For complex multi-component debugging, dispatch investigation subagents:

delegate_task(
    goal="Investigate why [specific test/behavior] fails",
    context="""
    Follow systematic-debugging skill:
    1. Read the error message carefully
    2. Reproduce the issue
    3. Trace the data flow to find root cause
    4. Report findings — do NOT fix yet

    Error: [paste full error]
    File: [path to failing code]
    Test command: [exact command]
    """,
    toolsets=['terminal', 'file']
)

With test-driven-development

When fixing bugs: 1. Write a test that reproduces the bug (RED) 2. Debug systematically to find root cause 3. Fix the root cause (GREEN) 4. The test proves the fix and prevents regression

Real-World Impact

From debugging sessions: - Systematic approach: 15-30 minutes to fix - Random fixes approach: 2-3 hours of thrashing - First-time fix rate: 95% vs 40% - New bugs introduced: Near zero vs common

Real-world cases documented under references/: - gbrain-zombie (2026-05-14): MCP keepalive failure → orphan accumulation → systemd SIGTERM cascade.
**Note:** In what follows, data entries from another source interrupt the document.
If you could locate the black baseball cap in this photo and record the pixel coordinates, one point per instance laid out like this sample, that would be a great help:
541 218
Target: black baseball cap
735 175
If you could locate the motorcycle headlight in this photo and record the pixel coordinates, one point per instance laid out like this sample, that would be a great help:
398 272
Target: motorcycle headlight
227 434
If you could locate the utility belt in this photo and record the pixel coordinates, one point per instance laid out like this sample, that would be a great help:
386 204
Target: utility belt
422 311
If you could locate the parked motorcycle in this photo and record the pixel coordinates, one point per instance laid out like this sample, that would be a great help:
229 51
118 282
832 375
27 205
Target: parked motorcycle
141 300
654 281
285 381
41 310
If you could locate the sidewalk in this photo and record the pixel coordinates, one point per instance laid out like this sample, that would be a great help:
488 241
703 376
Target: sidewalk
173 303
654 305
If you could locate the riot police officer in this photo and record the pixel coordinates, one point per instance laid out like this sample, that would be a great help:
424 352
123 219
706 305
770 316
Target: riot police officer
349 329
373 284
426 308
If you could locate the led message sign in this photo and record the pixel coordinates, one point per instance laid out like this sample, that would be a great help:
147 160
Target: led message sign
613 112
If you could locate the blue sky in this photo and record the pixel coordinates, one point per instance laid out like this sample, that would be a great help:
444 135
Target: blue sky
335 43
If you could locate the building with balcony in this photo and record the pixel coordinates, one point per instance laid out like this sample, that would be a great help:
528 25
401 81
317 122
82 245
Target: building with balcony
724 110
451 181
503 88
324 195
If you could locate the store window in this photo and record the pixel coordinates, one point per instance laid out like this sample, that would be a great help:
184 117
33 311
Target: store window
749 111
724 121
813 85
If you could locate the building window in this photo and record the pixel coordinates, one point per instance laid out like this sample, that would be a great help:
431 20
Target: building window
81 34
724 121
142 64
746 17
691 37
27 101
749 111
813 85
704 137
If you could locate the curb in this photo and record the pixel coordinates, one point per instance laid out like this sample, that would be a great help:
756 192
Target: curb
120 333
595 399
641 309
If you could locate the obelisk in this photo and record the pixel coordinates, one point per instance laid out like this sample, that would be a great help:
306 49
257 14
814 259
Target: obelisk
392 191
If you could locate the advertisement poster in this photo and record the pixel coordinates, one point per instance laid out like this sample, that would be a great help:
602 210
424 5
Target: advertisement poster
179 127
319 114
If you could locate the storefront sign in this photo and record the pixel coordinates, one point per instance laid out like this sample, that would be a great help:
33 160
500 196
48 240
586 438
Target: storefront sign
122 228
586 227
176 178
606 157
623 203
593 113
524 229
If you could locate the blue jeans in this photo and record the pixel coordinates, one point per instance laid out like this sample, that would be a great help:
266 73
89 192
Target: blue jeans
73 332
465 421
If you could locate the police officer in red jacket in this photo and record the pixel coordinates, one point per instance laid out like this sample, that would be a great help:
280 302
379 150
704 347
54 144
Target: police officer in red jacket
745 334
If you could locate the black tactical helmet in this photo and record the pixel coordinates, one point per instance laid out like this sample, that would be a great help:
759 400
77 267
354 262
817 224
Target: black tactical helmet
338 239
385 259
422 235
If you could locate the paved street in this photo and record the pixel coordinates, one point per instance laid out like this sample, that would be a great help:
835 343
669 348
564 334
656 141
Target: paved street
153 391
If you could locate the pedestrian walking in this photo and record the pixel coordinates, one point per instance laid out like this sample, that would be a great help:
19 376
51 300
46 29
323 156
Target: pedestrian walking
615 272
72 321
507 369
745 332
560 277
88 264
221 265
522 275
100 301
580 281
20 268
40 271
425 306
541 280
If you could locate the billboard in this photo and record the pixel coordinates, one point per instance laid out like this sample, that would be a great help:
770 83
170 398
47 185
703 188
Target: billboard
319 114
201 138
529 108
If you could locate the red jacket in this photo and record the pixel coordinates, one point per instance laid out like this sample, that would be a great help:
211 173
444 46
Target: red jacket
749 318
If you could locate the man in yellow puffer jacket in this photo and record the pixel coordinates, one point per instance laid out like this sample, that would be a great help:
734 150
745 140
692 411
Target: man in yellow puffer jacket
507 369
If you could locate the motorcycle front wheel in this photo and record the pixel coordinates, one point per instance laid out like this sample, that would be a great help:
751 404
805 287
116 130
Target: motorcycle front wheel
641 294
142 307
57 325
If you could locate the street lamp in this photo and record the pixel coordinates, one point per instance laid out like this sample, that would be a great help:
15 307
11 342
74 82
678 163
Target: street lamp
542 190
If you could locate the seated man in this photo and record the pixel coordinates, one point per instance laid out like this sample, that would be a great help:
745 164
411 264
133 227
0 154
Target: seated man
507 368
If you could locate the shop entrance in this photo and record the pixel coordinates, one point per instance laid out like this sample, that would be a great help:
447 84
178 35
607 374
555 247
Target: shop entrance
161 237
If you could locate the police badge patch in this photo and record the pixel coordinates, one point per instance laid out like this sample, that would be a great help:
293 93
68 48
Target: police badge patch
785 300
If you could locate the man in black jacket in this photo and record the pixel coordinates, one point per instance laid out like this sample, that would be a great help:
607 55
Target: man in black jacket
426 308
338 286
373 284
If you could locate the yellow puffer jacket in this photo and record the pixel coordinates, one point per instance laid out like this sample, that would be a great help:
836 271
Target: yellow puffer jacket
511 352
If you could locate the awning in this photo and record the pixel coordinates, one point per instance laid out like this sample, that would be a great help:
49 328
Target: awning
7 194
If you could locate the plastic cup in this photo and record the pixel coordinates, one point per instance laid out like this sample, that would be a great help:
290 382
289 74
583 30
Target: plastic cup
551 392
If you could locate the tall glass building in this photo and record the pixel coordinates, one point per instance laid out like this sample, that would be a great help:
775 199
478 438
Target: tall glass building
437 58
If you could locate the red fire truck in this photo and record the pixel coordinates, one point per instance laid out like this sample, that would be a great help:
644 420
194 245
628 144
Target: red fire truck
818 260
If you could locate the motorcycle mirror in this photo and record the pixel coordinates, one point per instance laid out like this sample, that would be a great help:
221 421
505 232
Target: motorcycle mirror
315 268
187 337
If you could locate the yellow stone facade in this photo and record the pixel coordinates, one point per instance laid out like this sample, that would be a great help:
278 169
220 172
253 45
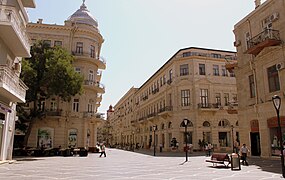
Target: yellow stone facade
260 75
74 123
14 44
193 84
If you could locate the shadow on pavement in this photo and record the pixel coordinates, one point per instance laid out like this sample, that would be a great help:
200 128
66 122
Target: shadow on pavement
269 165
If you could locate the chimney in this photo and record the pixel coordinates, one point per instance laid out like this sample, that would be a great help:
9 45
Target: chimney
40 21
257 3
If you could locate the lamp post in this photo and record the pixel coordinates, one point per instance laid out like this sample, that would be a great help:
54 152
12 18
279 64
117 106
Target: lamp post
154 143
133 141
185 123
232 126
277 103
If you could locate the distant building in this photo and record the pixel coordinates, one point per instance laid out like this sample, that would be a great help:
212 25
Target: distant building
74 123
14 44
260 75
193 84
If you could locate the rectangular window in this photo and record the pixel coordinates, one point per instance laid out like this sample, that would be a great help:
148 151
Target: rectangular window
202 69
204 98
251 86
79 47
58 43
226 98
78 70
185 97
218 99
53 105
170 75
216 70
184 70
75 106
92 51
224 71
273 79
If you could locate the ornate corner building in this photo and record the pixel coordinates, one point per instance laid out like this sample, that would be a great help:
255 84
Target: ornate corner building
14 44
74 123
193 84
259 39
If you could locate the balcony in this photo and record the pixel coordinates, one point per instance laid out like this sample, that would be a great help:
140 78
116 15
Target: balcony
231 66
268 37
13 31
100 62
11 86
209 106
98 87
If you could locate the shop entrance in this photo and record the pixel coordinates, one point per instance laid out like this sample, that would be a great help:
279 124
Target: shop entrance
255 144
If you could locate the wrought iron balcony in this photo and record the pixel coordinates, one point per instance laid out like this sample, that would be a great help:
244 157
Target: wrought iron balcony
11 85
100 61
53 112
268 37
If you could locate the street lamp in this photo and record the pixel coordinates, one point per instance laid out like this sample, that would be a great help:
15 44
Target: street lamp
232 126
133 141
154 143
277 103
185 123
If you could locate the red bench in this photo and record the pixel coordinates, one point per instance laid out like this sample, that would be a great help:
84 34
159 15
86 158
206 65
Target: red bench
220 158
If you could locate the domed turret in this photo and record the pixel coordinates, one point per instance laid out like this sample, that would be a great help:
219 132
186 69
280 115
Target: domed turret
83 16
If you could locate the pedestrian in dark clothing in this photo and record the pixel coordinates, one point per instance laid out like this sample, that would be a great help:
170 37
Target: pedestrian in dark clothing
102 150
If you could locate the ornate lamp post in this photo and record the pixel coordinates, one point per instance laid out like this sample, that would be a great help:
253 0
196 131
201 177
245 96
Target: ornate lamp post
232 126
154 143
133 140
185 123
277 103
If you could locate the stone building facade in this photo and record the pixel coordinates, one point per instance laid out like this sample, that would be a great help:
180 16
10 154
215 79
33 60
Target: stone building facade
193 84
74 123
14 44
260 75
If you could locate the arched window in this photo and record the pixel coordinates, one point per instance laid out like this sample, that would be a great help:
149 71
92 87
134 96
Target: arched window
206 124
224 123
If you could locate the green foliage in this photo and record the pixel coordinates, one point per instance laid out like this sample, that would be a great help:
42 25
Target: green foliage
48 72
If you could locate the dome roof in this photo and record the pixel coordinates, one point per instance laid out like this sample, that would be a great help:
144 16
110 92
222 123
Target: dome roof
83 16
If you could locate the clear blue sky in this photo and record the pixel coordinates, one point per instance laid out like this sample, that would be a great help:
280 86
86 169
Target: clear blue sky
141 35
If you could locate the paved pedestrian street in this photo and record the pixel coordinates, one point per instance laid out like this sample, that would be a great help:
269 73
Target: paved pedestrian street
120 165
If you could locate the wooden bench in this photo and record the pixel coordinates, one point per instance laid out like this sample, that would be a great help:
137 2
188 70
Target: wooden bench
220 158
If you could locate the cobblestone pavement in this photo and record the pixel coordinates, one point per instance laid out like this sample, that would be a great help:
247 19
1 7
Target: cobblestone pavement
142 165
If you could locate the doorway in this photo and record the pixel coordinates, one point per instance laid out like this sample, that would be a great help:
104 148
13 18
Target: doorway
255 144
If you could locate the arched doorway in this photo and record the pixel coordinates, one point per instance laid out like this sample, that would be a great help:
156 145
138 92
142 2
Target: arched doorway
255 138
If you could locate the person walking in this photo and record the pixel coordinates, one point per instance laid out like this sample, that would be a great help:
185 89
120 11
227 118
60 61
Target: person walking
244 150
102 150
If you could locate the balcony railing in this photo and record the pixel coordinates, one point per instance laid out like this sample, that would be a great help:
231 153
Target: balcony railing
53 112
11 17
94 83
92 114
89 55
209 105
268 37
164 109
12 83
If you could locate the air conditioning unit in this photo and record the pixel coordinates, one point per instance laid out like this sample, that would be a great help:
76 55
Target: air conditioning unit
279 66
274 17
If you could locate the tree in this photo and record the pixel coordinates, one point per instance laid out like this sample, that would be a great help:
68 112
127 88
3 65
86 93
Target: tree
49 72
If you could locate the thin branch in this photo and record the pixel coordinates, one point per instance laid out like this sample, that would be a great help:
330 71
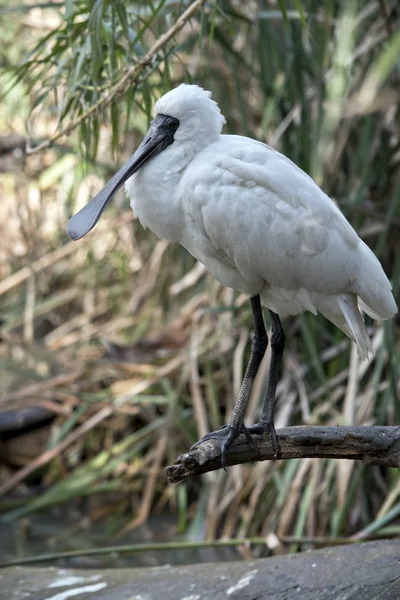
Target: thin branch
130 75
371 445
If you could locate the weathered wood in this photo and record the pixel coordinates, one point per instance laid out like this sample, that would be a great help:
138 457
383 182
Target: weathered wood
360 572
372 445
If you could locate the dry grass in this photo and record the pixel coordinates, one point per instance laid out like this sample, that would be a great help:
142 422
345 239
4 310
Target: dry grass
136 351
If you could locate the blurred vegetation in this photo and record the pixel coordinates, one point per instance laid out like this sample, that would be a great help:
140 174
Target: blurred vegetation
119 350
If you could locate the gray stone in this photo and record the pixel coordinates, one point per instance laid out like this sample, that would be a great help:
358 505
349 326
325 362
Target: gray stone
368 571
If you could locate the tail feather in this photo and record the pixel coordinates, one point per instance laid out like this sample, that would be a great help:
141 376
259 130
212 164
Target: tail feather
373 287
343 311
355 323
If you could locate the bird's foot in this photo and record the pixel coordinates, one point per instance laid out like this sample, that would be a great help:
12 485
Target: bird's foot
267 427
225 436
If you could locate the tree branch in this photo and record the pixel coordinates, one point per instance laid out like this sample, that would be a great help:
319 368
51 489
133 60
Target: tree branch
371 445
130 75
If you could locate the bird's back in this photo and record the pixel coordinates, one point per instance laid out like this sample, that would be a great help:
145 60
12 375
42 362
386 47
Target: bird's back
252 212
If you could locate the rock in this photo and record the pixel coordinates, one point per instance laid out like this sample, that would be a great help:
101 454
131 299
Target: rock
365 571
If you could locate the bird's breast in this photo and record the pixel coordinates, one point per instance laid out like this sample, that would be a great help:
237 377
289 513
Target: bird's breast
153 198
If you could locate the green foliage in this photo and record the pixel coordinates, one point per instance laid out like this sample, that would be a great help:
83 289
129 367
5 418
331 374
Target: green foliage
320 83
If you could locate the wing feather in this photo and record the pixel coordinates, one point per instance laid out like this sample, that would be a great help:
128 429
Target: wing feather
269 219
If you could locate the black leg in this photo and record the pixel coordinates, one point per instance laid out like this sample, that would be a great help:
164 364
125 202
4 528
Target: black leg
266 423
235 426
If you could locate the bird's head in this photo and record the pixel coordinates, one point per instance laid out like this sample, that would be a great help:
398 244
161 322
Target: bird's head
184 114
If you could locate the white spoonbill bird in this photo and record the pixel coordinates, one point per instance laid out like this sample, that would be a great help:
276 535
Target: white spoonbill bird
258 223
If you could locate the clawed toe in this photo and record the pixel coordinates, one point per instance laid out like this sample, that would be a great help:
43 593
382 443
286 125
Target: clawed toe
225 436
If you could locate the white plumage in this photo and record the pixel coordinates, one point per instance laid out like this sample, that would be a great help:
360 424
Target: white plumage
257 221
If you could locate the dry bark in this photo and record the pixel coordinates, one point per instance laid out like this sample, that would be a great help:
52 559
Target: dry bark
372 445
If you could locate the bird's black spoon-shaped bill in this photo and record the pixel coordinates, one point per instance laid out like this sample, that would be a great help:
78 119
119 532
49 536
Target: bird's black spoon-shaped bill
157 138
Three-layer subprocess lifecycle fix. - credential-pool-exhaustion (2026-05-18): 4 profiles sharing DeepSeek key — 2 permanently burned by transient 401 because last_error_reset_at=null. Reset exhausted credential state in auth.json. - cos-gallery-frontend-auth (2026-05-23): Docker container had different index.html than host source. Front-end called API endpoints without auth headers → 401 blank page. Added fetchWithAuth() wrapper injecting localStorage token.

No shortcuts. No guessing. Systematic always wins.